Dalam Visual Storytelling ini, ada 4 hal utama yaitu authenticity, sensory, relevancy, dan archetype. Keempat elemen ini menjadi hal yang mendukung tujuan untuk meraih ikatan emosional dengan audiens.
Authenticity
Sama seperti kebutuhan dalam narasi yang mengedapankan karakteristik penulis dalam merangkai kata dan menjalin emosi dengan pembacanya, menampilkan keaslian dan kekhasan dalam visual juga menjadi hal penting. Tidak hanya menunjukkan well-prepared image atas produk atau jasa kita, tetapi juga memberikan gambaran slice-of-life yang berhubungan dengan produk atau jasa. Salah satunya dengan menunjukkan hubungan produk atau jasa kita dengan kehidupan. Dengan mengedapkan keaslian dan kesan yang dekat dengan pelanggan atau audiens, membuat pelanggan atau audiens terlibat dalam pengalaman tersebut menjadi cara yang efektif untuk menjalin ikatan emosional.
Sensory
Dalam dunia digital saat ini, dengan beragam visual yang sehari-hari selalu kita temukan baik melalui media sosial atau media massa pada umumnya, kerap kali membuat kita hanya sekedar menggulir gambar yang kita lihat tanpa benar-benar memahami maknanya. Bila ditilik lebih dalam lagi, visual yang mampu membuat kita berhenti menggulir adalah visual dengan konten yang mendalam. Tidak hanya sekedar indah, bagus dan menarik namun sebuah gambaran visual yang merangsang seluruh indera kita. Sebuah gambar yang mampu membuat kita membayangkan semilir angin, hangatnya sinar matahari atau kehangatan bersama keluarga. Sudah saatnya kita memutus sajian visual yang hanya indah, inspirasikan nilai dalam bisnis dengan memberikan ikatan emosional yang tidak hanya terasa dekat dengan pengalaman kehidupan namun juga mampu merangsang indera kita bekerja untuk ikut ‘merasakan’ momen tersebut.
Relevancy
Unsur terpenting dari sebuah cerita adalah kedekatan dengan pengalaman. Tanpa membuat audiens merasakan ‘pernah merasakan hal tersebut’ kecil kemungkinan untuk membagikan pesan dengan kesan yang diinginkan. Untuk itu, mengenal dengan baik audiens adalah hal yang penting. Tidak hanya sekedar mengenali dengan mengetahui apa hal yang disukai namun memiliki nilai yang sama hingga membagikan membagikan nilai yang sama.

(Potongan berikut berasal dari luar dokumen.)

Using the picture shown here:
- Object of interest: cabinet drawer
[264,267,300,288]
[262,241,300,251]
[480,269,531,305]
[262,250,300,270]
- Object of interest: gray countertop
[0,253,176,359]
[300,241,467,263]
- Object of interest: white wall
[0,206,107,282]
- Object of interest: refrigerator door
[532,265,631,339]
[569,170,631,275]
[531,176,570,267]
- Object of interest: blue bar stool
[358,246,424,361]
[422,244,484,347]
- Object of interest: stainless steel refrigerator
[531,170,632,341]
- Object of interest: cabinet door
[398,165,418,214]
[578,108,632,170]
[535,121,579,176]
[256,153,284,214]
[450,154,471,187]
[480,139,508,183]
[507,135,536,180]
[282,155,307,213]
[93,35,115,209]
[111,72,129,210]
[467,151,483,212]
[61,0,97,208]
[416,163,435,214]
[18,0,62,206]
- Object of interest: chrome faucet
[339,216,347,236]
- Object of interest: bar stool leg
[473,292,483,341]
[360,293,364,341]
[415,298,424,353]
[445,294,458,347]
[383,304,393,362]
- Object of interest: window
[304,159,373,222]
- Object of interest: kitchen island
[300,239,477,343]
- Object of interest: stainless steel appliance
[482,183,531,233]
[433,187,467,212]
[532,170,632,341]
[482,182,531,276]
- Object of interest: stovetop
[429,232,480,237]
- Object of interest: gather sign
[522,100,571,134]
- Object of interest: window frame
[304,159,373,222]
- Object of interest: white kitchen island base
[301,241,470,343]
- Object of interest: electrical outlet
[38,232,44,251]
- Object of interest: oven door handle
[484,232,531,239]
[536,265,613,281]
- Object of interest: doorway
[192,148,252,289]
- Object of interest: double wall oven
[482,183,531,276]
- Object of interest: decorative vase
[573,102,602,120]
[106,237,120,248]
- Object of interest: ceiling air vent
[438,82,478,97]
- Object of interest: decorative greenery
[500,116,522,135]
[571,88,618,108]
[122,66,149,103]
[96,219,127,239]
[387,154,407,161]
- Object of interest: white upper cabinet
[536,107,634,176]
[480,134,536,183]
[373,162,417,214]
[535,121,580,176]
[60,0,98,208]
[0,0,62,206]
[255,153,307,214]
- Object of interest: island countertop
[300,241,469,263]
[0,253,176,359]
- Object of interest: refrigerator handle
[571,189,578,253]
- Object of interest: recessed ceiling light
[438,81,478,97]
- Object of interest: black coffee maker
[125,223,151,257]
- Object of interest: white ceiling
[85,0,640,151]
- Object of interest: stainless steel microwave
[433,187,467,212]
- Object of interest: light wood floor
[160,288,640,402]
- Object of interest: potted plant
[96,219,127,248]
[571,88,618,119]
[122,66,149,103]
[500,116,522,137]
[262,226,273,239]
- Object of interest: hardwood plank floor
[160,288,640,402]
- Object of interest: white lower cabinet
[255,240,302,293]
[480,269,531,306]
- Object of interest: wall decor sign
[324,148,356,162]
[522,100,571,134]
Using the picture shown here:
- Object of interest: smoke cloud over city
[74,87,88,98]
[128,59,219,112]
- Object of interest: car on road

Dengan narasi tertulis yang dipersonalisasikan dengan karakter audiens dan visual yang berhubungan dengan kehidupan audiens bisa menjadi cara untuk meraih perhatian dan meningkatkan ikatan dengan audiens.
Archtype
Elemen ini membahas mengenai pentingnya karakter atau pola dasar dalam cerita yang disampaikan. Elemen ini akan terbentuk sebagai hasil dari memahami karakter audiens dan ikatan dengan audiens yang memiliki nilai yang sama. Dalam praktiknya, dengan visual storytelling siapa saja bisa menikmati cerita yang kita bagikan namun dengan memiliki karakter dan pola dasar yang sama dengan audiens akan membuat bisnis kita menjadi bisnis yang paling diingat.
Keempat pilar dalam visual storytelling ini secara lugas memposisikan audiens menjadi bagian dari cerita yang kita bagikan. Secara sempit, untuk dunia marketing berarti pelanggan kita menjadi bagian yang tidak terpisah dari produk atau jasa yang kita berikan. Pelanggan tidak hanya menjadi orang yang membeli barang atau memakai jasa kita namun orang-orang yang memiliki cerita dan nilai yang sama dengan kita sebagai sebuah bisnis. Kekuatan pemasaran dalam visual storytelling ini adalah membangun ikatan dengan pelanggan. Melibatkan pelanggan dan memposisikan kebutuhan pelanggan menjadi hal yang utama. Dengan keadaan visual-oriented saat ini, hubungan antara pelanggan dengan bisnis bukan lagi soal kebutuhan atau fungsi dari produk/jasa namun juga ikatan bisnis dengan kehidupan mereka.